It’s a real killer if you suspect your perfect prospects are reading your copy and walking away because they don’t understand what you offer.
So why is this such a common problem?
More importantly, how can you reduce the risk of it happening to you?
Well, copywriting is like online dating. You’re relying on words to compete for the attention of an ideal suitor. So the tendency is to describe your most positive traits in a bid to give people an idea of what you’re like.
But instead of helping them visualise what it’s like to choose you, you can end up with copy veiled in a bubble of well-meaning words that actually acts as a barrier between you and your ideal customer.
“We can empower you to move forward in your business and increase potential opportunities through profitable relationships”
This might sound positive, but there are no specific details to show HOW this is done, WHO it’s for and what the RESULTS might be.
And if your readers don’t get this information pretty quickly, they’re going to get all Dionne Warwick on you and Walk On By.
So what can you do instead?
How to make your (dating) marketing copy catch their eye
One of the best ways to catch the attention of your perfect customer, is to give examples of what you’ve done for other perfect customers.

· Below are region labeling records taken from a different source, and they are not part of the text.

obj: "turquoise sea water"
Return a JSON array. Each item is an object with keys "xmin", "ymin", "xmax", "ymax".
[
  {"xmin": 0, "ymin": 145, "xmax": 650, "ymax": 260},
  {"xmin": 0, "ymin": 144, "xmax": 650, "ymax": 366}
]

Sounds simple, but the reason it works so well is that it forces you to communicate in a direct manner.
Look at the following examples, in which version do we learn more about the person?
“What’s your personality like?”
“Ooh, I’m pretty adventurous, I love fun, music and enjoy socialising with family and friends”
That looks like pretty much like every other dating advert. And though it sounds positive, it really doesn’t tell a potential suitor if they’re going to get on.
So let’s change the first part:
“What did you do last weekend?
“I went white-water rafting Saturday morning with my dad and then Sunday night played the Saxophone in a Jazz trio…”
Does it tell us a bit more about that person? Of course it does. So, when writing your own copy…
Tell them what you’ve DONE (and do)
Just like the lonely-hearts browser, your customer wants a fast indication that they’ve found a good match without having to go on lots of uncomfortable first dates.
One way to help your customer decide is to provide specific examples for the following areas:
- What you’ve done
- Who you’ve done it for
- What the results were
And in addition to referencing work you have done in the past, also use the present tense to show that your service is current and fresh today.
So for example:
“I’ve helped small business owners improve their networking skills and increase customer leads from events. I currently offer day workshops and 1:1 coaching for individuals and groups.”
Let’s split this up into a few more examples:
1. What you’ve done
Providing prospective customers examples of services you’ve provided helps them visualise working with you.
‘In addition to helping people with their computers when they break down I have also helped small businesses choose the best computer, operating service and software to meet their needs and their budget. (Now to present tense) After a brief phone consultation to find out how you use a computer in your business, I will research options to discuss with you, source the best prices, get everything up and running and then provide ongoing training and support.”
2. Who you’ve worked with
Examples of the different people you work with can also be a useful shortcut to get your ideal customer’s attention.
So instead of saying:
“I can help you with all your computer needs”
You might write:
“I offer services for your personal home computer, students, schools and small businesses, including small shops and offices”
3. What the results were
Oh people do love results of course. We want to be able to see what we’re going to get back after we’ve invested in something, so again, give them a few examples.
Remember, if you’re making any income claims to stay within your relevant advertising authority’s guidelines.
Examples of the results you’ve got for other customers though are pretty compelling:
“Customers love that they don’t have to waste time trawling computer shops to be talked at by sales people uninterested in their needs. After a 30 minute chat, I can provide a list of options within a day, have you set up within a week and usually save you between £500-£1000.”
So there you go, if you’ve been struggling to communicate what it is you do, think about what you’ve done for others and start your copy there.
Remember, actions you’ve taken in the past are always more believable than what you say you will do.